James’ return to Cleveland caused Cleveland to abandon its pursuit of Hayward.
The best moment of the entertaining Celtics introductory press conference for Kyrie Irving and Gordon Hayward came when Hayward suggested LeBron James “squashed” a potential Hayward-Irving duo in Cleveland three years ago. Quoth Hayward:
“I went to Cleveland on a visit when I was a restricted free agent [in 2014]. Kyrie came in and was saying how much fun it’d be if I was on the team, kind of recruiting me to go there. Then LeBron came and that kinda squashed that whole thing. It came full circle, and here we are now.”
This got everyone chuckling and wondering if Hayward was “taking a shot” at LeBron.
But Hayward was simply stating facts. LeBron did stop him from signing an offer with Cleveland that summer, though not actively. His return to Cleveland was so stunning that it forced the Cavaliers to ditch their careful offseason plans.
Cleveland never expected to bring LeBron back in 2014
At the time, a reunion seemed ridiculous. James was coming off his fourth straight Finals appearance in Miami, while Cleveland appeared to be in shambles after a disappointing 33-win season.
Irving grumbled all year, shifting the Cavaliers into appeasement mode. They fired Mike Brown after just one season, in part because he failed to connect with Irving. The Cavaliers then marched to visit with Irving the first second they could when free agency began, armed with a five-year maximum contract extension and a gameplan to reshape the franchise in his image.
Irving felt loved and accepted the offer. Now, Cleveland needed to find him some long-term running mates. Their first choice was a restricted free agent on the Jazz.
Cleveland woos Hayward
Cleveland moved quickly to secure a meeting with Hayward, who they hoped would slot in alongside Irving and No. 1 pick Andrew Wiggins on the perimeter. James still wasn’t a Plan A, according to ESPN’s Brian Windhorst at the time:
The Cavs had been hoping to secure a meeting with LeBron James but haven't been successful and moved on to make Hayward their top free-agent target.
The initial meeting didn’t include owner Dan Gilbert, but Internet sleuths tracked his private plane to a location that very well might have included Hayward.
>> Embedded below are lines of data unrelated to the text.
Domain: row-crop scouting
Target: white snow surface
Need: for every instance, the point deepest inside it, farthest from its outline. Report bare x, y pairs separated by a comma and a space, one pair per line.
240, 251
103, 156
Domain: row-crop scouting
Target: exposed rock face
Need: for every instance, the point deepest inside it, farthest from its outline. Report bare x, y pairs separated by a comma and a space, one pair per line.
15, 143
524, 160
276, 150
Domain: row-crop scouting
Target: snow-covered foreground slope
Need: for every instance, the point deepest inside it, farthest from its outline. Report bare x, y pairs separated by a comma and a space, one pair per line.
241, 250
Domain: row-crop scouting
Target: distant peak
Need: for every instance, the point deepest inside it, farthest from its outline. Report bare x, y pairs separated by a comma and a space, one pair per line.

Hayward appreciated the pitch, and the offer sheet was coming, if not already there.
That is, until a phone call from James’ reps slammed the breaks on the Cavaliers’ plans. As Windhorst and ESPN’s Dave McMenamin write in Return of the King, general manager David Griffin had to focus on the James pursuit while hanging on to Hayward and Chandler Parsons merely as contingencies.
Eventually, Hayward grew tired of waiting
As LeBron kept Cleveland waiting, Hayward blinked first. He signed a four-year, $63 million offer sheet with Charlotte that Utah matched quickly. Perhaps Cleveland dodged a bullet even if James didn’t come, because Utah surely would have matched Cleveland’s offer as well.
Meanwhile, James eventually decided on Cleveland, and the Cavaliers gladly threw their Kyrie-centered plans in the trash. The two stars existed uneasily for three years until Irving requested a trade in June.
3 years later, here we are
Hayward and Irving, together at last. One’s game blossomed in Utah, the other’s either stagnated or grew more mature in Cleveland, depending on who you ask.
LeBron no longer stands in the way of their union as teammates. Instead, he just stands in the way of their success.